Regular and chaotic dynamics of non-spherical bodies. Zeldovich's pancakes and emission of very long gravitational waves

TL;DR

This paper reviews an approximate method for analyzing the dynamics of non-spherical, self-gravitating bodies, revealing how deviations from sphericity prevent singular collapse and lead to oscillations, with implications for structure formation and gravitational wave emission.

Contribution

It introduces a simplified differential equation approach to study stability and collapse of non-spherical bodies, including dark matter pancakes, highlighting oscillatory behaviors and gravitational wave estimates.

Findings

Non-spherical deviations prevent singular collapse via oscillations.

Chaotic and regular pulsations are identified through Poincare diagrams.

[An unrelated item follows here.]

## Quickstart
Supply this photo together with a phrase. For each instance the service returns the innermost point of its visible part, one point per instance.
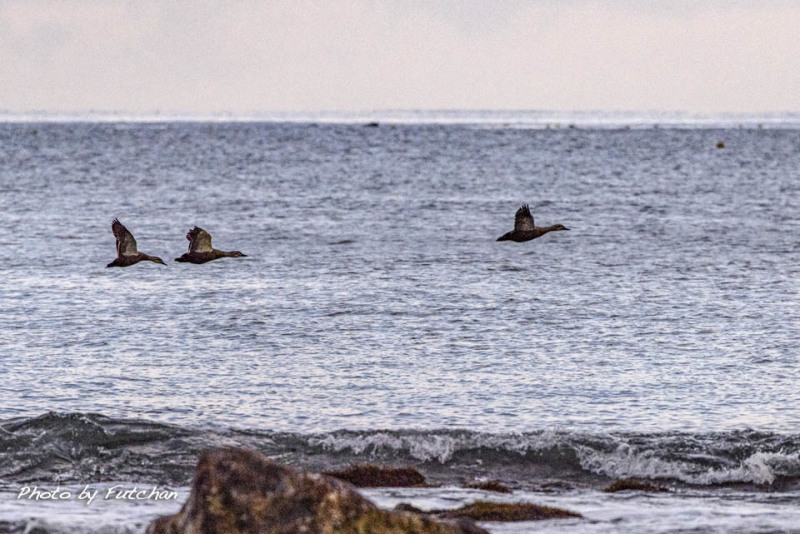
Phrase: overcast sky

Long gravitational waves are emitted during collapse, affecting cosmic microwave background.

Abstract

In this paper we review a recently developed approximate method for investigation of dynamics of compressible ellipsoidal figures. Collapse and subsequent behaviour are described by a system of ordinary differential equations for time evolution of semi-axes of a uniformly rotating, three-axis, uniform-density ellipsoid. First, we apply this approach to investigate dynamic stability of non-spherical bodies. We solve the equations that describe, in a simplified way, the Newtonian dynamics of a self-gravitating non-rotating spheroidal body. We find that, after loss of stability, a contraction to a singularity occurs only in a pure spherical collapse, and deviations from spherical symmetry prevent the contraction to the singularity through a stabilizing action of nonlinear non-spherical oscillations. The development of instability leads to the formation of a regularly or chaotically oscillating body, in which dynamical motion prevents the formation of the singularity. We find regions of chaotic and regular pulsations by constructing a Poincare diagram. A real collapse occurs after damping of the oscillations because of energy losses, shock wave formation or viscosity. We use our approach to investigate approximately the first stages of collapse during the large scale structure formation. The theory of this process started from ideas of Ya. B. Zeldovich, concerning the formation of strongly non-spherical structures during nonlinear stages of the development of gravitational instability, known as 'Zeldovich's pancakes'. In this paper the collapse of non-collisional dark matter and the formation of pancake structures are investigated approximately. We estimate an emission of very long gravitational waves during the collapse, and discuss the possibility of gravitational lensing and polarization of the cosmic microwave background by these waves.